Here's a great chart from Swedish health professor Hans Rosling. The UN's Population Division now expects the global number of births to hit a record 139 million in 2014 — and then start falling slightly thereafter.
In other words, there's a real possibility that we could hit peak births as soon as this year (albeit with another bump in the 2040s):
Now, even if this does happen, the total number of people on the planet would still keep growing, so long as births outnumber deaths. In its most recent forecast, the UN predicted that the world's population would keep rising throughout this century, reaching 10.9 billion people by 2100.
But then again, it's also possible that these figures aren't correct — and the above chart is way off. Demographic predictions are notoriously difficult.
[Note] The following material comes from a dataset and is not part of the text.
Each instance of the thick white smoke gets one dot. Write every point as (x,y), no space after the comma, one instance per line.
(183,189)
And one big reason for that is that it's hard to count even the number of people currently on the planet.
Why population estimates are so uncertain
Even the best-run census in Europe or North America tends to undercount the number of people by as much as 3 percent. And the uncertainties are even larger in places like Africa or Asia.
For instance, there's a long-running dispute about how many children currently exist in China. The official numbers say about 1.2 children per women. But families are believed to be hiding tens of millions of babies to evade the one-child policy. Likewise, some African countries often take decades to update their census data — which means the current numbers could be way off.
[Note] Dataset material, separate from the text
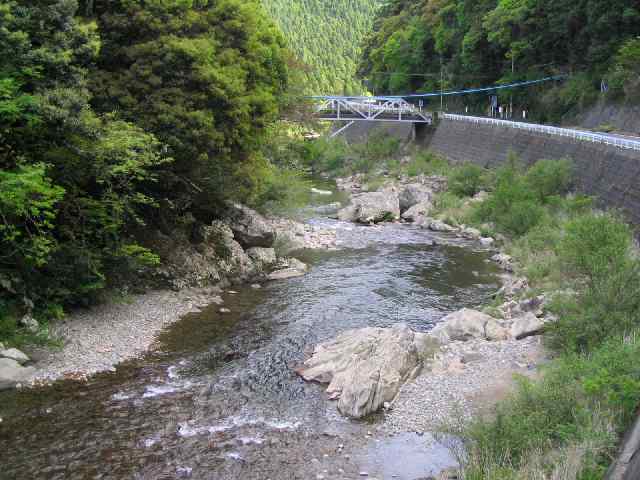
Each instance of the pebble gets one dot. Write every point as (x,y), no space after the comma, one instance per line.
(442,397)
Making predictions about the future is even harder. A lot depends on how fertility rates change, and those can fluctuate unexpectedly. Back in 2011, the UN had to revise its forecast for the number of people in 2100 — from 9 billion to more than 10 billion — because fertility rates in places like Africa weren't falling as predicted.
Nowadays, the UN tends to give a probabilistic forecast with a wide range of projections for future population growth. In many forecasts, the population keeps growing — in others, global population peaks by 2080 or so:
And, of course, there are other groups with their own forecasts. Analysts at Deutsche Bank think the world's population will peak in mid-century at 8.7 billion people and then decline thereafter. They expect fertility rates to fall much faster than the UN does.
The outcomes here matter a lot. For instance, many researchers have pointed out that it will be an enormous challenge to feed 9 billion without destroying the planet. But that task becomes even tougher if it turns out we'll have 12 billion people.
So bottom line: The UN's current best estimates suggest that 2014 will be a peak birth year. But those estimates may well turn out to be wrong — and we may not know the real answer for decades.